Durante décadas, los científicos han debatido si la Luna alguna vez poseyó un campo magnético fuerte y sostenido. Un nuevo análisis de las rocas lunares de la era Apolo sugiere que, si bien la Luna experimentó períodos de intensa actividad magnética, estos fueron breves y poco frecuentes (duraron sólo unos pocos miles de años, potencialmente incluso décadas) en lugar de ser una característica de larga duración. La investigación, publicada en Nature Geoscience, perfecciona nuestra comprensión de la historia temprana de la Luna y las fuerzas que dieron forma a su entorno magnético.
El debate de larga data y el sesgo de muestreo de Apolo
El núcleo del misterio reside en la limitada distribución geográfica de los lugares de aterrizaje de la misión Apolo. Los astronautas aterrizaron aproximadamente en las mismas regiones ecuatoriales, principalmente en llanuras basálticas planas y oscuras llamadas marías. Estas áreas son ricas en basaltos de titanio, lo que las convierte en objetivos fáciles para el aterrizaje, pero crean una muestra sesgada de la composición general de la Luna.
Los análisis iniciales de estas rocas sugirieron un campo magnético más fuerte y persistente de lo que permitían algunos modelos. El pequeño núcleo de la Luna (sólo una séptima parte de su radio) hacía improbable que se produjera un campo fuerte y duradero. Esta discrepancia alimentó el debate.
El titanio como clave: vincular la composición de la roca con la fuerza magnética
El nuevo estudio conecta el contenido de titanio en las rocas lunares directamente con su fuerza magnética. Las muestras con menos del 6% de titanio exhibieron campos magnéticos débiles, mientras que aquellas con concentraciones más altas mostraron un magnetismo significativamente más fuerte. Esta correlación sugiere que períodos de intensa actividad magnética coincidieron con el derretimiento de material rico en titanio en las profundidades del manto de la Luna.
“Durante períodos de tiempo muy cortos… el derretimiento de rocas ricas en titanio en el límite entre el núcleo y el manto de la Luna resultó en la generación de un campo muy fuerte”. – Claire Nichols, Universidad de Oxford.
Este derretimiento probablemente se produjo debido a fuentes de calor localizadas, lo que provocó aumentos temporales del magnetismo. La investigación confirma que el campo magnético de la Luna fue en gran medida débil durante la mayor parte de sus 4.500 millones de años de historia, con breves y localizados estallidos de fuerte actividad.
Apollo Rocks: un conjunto de datos limitado pero crucial
El archivo Apolo contiene aproximadamente 842 libras (382 kg) de rocas lunares, una parte sustancial de las 1.433 libras (650 kg) de la Tierra (incluidos los meteoritos).
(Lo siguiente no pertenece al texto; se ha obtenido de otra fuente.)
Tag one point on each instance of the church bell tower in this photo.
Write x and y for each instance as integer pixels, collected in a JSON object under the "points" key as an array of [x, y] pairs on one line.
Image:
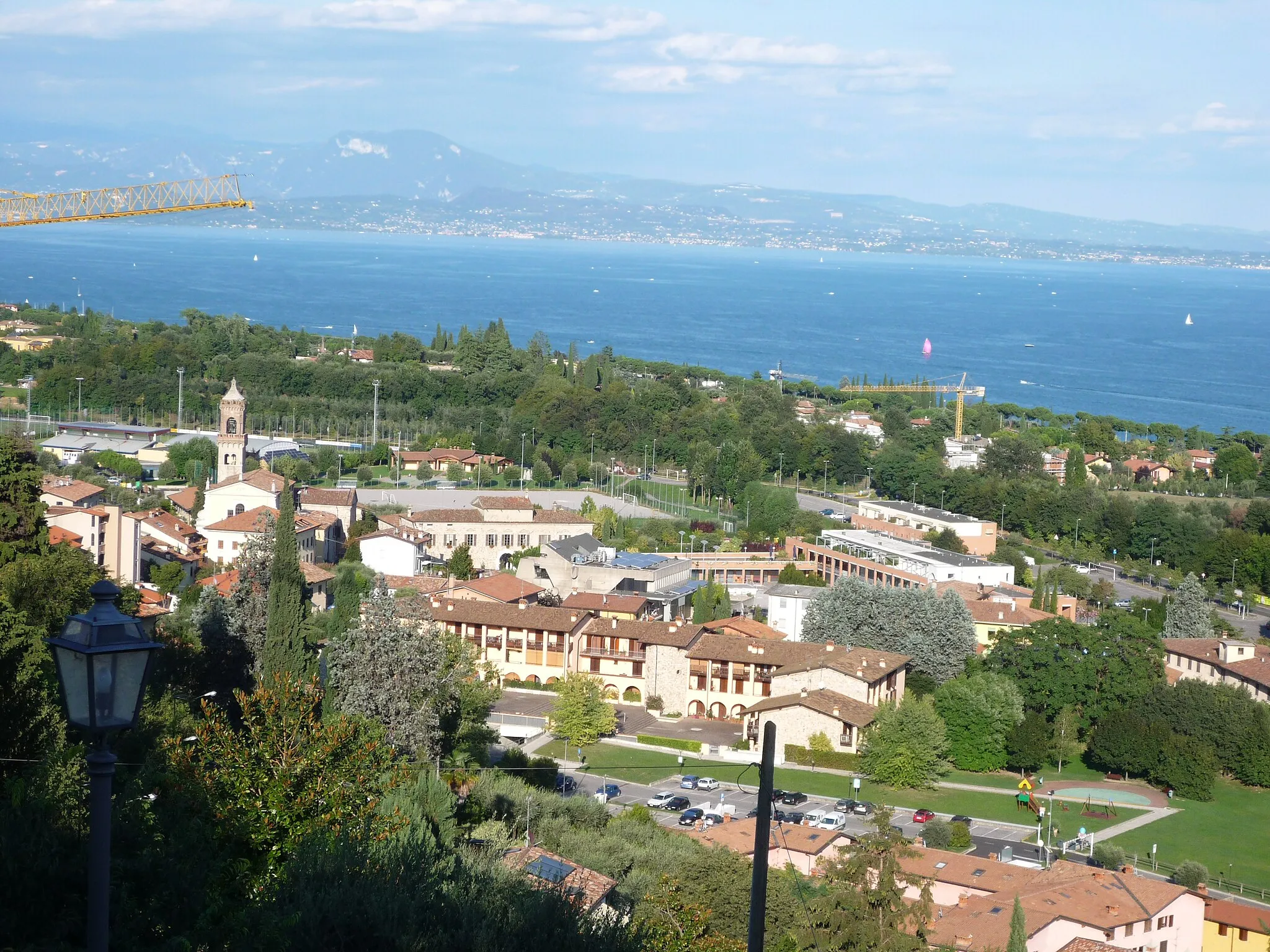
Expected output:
{"points": [[231, 439]]}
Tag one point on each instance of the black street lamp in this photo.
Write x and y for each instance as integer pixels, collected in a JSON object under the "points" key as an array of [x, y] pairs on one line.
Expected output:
{"points": [[103, 658]]}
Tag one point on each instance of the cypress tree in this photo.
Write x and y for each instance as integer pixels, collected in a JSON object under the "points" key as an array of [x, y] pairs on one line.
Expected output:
{"points": [[283, 644], [1018, 930]]}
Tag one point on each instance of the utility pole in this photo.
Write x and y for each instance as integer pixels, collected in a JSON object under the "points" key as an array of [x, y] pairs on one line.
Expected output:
{"points": [[180, 394]]}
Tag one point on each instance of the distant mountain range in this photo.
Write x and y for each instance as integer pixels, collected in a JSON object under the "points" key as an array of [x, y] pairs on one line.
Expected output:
{"points": [[420, 182]]}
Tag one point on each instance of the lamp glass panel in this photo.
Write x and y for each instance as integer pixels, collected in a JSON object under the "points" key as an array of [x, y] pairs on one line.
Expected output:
{"points": [[117, 687], [73, 668]]}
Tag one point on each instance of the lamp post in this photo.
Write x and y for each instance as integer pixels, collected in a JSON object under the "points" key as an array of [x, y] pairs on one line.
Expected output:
{"points": [[103, 658]]}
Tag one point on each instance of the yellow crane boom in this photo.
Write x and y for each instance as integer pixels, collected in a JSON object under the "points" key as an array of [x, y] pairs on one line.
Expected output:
{"points": [[962, 391], [93, 205]]}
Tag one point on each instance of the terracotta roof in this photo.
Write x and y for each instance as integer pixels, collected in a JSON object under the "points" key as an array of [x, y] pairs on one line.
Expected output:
{"points": [[251, 521], [502, 587], [65, 488], [313, 495], [424, 584], [315, 574], [738, 835], [1100, 899], [595, 602], [504, 503], [1255, 669], [56, 534], [562, 517], [447, 516], [224, 582], [186, 498], [670, 633], [499, 616], [1241, 917], [582, 886], [963, 870], [827, 702], [739, 625], [791, 656], [260, 479]]}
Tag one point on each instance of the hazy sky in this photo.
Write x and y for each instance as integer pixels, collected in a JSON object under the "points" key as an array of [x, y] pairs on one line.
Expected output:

Si bien se estudiaron exhaustivamente, siempre se supo que estas muestras eran un subconjunto estadísticamente sesgado de todo el registro geológico de la Luna. El equipo de investigación realizó simulaciones que confirmaron que una muestra aleatoria de material lunar tendría sólo una pequeña posibilidad de incluir rocas magnéticas fuertes. Esto refuerza la necesidad de un muestreo más diverso.
Exploración futura con Artemisa
Las misiones Artemis lideradas por la NASA tienen como objetivo abordar este sesgo de muestreo aterrizando en una gama más amplia de ubicaciones lunares. La recopilación de muestras en una extensión geográfica más amplia proporcionará una imagen más completa de la historia magnética de la Luna. Esto ayudará a confirmar si estos estallidos de fuerte magnetismo fueron generalizados o se limitaron a regiones específicas.
En última instancia, el nuevo análisis de las rocas del Apolo aclara que si bien la Luna experimentó una fuerte actividad magnética, fue un fenómeno fugaz, no una característica sostenida de su evolución temprana. Las próximas misiones Artemis prometen llenar los vacíos de nuestro conocimiento y resolver cualquier incertidumbre restante.